7) "Outcomes Testing" is really lousy at testing for things that really matter. Play any role based fantasy game and you'll be constantly faced with challenges of reason, problem solving, and memory. The situations, however fantastical, will mirror and inform situations in your real life, and your success within the game may give you deeper insights into your own problem solving process in the real world. One success mirrors the other. However:

Old Yeller was:
A) A dog.
B) A goat
C) The Chinese Gardener
D) A & C

Tells you nothing about the story, how it felt, what it meant to the readers, how it related to their lives.....yet this is increasingly all we demand from our students: simple tests of memory that we can wave at accountants to prove the success of our "teaching" to avoid the punitive reactions we have built into the system.

Our current factory model of education was invented by the Prussians after getting clobbered by Napoleon in the 19th century. They wanted to create a population to feed a new army, one obedient and capable of comprehending the things necessary for the practice of modern warfare. In the process, they abandoned the centuries-old practice of "classical education," of students studying directly with gifted teachers to pursue their own betterment as human beings, without time or grades or place constraints. Other nations in Europe, fearful of being militarily overwhelmed, adopted the same system, and thence to America. But unless your only educational objective is to produce scads of obedient cannon fodder, the system does not and has never worked particularly well. Nor does thinking of students as "products", "consumers" or anything other than fellow human beings.
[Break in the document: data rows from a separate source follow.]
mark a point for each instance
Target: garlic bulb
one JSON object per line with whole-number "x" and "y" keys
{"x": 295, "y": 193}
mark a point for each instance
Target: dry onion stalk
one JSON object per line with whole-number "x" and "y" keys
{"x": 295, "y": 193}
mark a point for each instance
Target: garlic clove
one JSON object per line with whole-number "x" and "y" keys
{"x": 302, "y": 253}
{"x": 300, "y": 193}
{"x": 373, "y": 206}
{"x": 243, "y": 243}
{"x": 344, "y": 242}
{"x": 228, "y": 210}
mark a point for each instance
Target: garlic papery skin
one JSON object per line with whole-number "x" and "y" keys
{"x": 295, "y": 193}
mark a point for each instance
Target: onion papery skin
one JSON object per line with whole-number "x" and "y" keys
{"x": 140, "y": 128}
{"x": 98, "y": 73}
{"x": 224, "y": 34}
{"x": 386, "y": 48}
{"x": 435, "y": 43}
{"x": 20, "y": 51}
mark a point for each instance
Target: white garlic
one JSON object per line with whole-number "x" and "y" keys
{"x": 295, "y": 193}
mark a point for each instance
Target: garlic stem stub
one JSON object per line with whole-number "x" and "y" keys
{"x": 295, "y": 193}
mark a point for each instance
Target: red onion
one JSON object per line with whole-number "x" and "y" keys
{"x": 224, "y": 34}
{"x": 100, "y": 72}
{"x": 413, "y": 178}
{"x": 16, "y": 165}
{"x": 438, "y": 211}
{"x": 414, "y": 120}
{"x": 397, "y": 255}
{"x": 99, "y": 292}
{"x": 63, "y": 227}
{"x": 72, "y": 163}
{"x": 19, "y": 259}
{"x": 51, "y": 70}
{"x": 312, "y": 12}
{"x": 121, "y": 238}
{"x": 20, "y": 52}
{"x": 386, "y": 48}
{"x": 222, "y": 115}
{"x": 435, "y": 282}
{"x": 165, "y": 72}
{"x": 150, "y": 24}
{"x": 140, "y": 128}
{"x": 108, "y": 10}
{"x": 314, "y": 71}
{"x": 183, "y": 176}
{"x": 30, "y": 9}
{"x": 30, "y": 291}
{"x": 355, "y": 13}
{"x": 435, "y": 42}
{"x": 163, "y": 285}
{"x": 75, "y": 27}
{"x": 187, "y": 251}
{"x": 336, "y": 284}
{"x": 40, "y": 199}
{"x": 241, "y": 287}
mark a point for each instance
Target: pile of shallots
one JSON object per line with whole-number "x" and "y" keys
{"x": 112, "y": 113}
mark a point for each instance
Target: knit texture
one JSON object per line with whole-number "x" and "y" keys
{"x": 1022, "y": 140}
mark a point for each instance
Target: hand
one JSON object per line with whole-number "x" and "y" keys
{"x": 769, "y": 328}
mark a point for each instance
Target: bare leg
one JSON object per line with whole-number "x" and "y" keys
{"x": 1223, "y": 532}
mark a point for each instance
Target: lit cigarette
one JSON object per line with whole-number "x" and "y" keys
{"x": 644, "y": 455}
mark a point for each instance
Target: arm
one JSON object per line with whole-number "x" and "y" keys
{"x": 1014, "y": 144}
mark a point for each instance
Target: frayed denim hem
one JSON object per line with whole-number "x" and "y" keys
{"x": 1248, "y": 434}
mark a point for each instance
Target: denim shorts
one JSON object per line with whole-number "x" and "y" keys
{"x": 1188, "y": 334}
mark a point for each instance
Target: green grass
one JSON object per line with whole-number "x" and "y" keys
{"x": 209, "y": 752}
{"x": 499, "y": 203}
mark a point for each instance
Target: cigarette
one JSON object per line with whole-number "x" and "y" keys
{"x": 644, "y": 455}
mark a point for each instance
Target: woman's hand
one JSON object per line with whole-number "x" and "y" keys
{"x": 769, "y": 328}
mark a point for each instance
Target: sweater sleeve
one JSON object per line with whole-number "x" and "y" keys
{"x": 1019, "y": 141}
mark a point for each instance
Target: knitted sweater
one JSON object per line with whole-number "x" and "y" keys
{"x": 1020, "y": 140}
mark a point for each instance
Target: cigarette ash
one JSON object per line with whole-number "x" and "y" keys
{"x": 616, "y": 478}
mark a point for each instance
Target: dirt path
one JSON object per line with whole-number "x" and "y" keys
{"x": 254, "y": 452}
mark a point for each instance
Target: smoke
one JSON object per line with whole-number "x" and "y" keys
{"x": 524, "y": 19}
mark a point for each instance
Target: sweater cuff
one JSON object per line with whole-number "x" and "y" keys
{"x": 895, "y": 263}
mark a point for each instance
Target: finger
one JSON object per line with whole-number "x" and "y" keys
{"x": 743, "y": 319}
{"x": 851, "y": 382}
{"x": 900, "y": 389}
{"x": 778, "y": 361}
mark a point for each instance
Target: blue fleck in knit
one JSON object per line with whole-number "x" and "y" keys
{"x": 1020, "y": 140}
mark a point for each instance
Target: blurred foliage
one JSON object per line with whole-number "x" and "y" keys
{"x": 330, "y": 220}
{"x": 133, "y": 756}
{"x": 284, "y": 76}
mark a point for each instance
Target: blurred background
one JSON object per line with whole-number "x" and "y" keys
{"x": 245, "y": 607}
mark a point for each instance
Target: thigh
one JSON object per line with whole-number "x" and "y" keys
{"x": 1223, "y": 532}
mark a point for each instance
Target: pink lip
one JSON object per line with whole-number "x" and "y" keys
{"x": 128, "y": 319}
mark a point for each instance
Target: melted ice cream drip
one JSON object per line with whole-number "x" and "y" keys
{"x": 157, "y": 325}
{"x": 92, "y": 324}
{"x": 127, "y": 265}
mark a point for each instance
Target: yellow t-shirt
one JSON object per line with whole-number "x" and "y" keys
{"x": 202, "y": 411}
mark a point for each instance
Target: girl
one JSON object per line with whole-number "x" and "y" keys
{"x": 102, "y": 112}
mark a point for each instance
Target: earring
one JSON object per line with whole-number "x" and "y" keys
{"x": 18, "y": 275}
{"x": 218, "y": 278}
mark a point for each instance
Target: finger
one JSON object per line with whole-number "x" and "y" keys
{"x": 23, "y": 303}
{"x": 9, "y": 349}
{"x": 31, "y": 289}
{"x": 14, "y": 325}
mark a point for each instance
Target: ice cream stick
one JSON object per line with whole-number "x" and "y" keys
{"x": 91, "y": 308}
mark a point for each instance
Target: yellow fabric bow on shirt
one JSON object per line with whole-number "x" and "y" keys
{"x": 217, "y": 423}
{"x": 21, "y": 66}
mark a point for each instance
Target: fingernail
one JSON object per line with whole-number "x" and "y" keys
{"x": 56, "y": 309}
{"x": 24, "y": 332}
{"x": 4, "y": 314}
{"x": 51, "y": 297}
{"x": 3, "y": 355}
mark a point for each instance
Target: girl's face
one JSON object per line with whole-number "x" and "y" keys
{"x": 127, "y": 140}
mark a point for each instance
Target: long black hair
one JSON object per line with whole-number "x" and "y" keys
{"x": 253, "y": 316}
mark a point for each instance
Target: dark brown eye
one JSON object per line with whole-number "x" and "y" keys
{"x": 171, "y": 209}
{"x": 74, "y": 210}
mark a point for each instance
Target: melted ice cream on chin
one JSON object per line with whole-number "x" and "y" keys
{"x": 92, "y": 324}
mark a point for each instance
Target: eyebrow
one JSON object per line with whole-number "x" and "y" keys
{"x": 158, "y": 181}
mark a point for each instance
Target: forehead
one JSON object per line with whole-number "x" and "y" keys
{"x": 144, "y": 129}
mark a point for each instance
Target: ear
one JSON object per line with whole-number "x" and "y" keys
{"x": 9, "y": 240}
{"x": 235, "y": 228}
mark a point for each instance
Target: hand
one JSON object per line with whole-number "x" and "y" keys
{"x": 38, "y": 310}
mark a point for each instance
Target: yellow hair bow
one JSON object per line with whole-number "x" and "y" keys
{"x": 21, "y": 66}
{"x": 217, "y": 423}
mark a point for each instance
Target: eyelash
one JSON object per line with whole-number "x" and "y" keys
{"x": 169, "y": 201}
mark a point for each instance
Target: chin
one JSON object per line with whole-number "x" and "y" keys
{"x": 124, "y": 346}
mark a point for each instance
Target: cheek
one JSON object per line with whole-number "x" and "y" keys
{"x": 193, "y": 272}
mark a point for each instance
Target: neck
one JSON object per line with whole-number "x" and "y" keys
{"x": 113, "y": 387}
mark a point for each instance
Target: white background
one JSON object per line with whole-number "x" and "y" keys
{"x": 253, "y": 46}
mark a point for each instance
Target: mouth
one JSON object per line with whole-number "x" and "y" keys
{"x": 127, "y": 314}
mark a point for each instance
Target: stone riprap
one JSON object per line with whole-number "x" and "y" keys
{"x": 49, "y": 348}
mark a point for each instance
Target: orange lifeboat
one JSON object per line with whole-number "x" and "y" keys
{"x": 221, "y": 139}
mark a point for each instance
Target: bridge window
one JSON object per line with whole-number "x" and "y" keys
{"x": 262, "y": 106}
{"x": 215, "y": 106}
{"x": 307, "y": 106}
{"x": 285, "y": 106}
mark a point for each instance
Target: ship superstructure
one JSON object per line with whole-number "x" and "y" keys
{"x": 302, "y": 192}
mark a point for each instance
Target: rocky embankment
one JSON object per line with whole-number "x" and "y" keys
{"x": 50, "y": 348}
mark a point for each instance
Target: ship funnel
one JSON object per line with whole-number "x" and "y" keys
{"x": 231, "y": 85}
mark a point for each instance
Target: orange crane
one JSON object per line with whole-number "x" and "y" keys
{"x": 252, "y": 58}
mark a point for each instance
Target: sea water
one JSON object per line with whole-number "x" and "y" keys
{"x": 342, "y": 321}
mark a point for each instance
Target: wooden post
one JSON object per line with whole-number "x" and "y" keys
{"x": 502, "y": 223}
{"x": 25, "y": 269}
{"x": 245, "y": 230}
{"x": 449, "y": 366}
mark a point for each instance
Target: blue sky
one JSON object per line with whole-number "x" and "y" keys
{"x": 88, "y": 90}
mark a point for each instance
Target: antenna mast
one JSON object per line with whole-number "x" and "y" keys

I do not know how to fix education, and I despair of it. The system has become too entrenched and too powerful to amend easily. I know individuals who are and have been brilliant teachers who have bailed from the system out of frustration and anger at the piling on of meaningless requirements and the arrogance that only an entrenched bureaucracy can acquire. I can tell you what advice I would give you, the parent; what I would wish for my own children:

I would send my kids, if i didn't school them myself, to a democratic school where their love of learning wouldn't be ground under the wheel of the system and where they could learn problem solving, democratic process, and to think and speak for themselves. I would encourage them to game, because it challenges logic and memory, and would encourage them to read and experience other thoughts, other ideas, other ways of being. If at all possible, I would travel with them, far and frequently. Not just to sites like the Grand Canyon, but to other communities, other cultures, other ways of life. And finally, when the time came for them to strike off on their own, I would make it clear to them that failure was not a consideration, that their happiness was my joy, that learning was lifelong, and that their place at my table would always be set and that they would always be welcomed back home with open arms and an open heart.

I can wish nothing better for our children.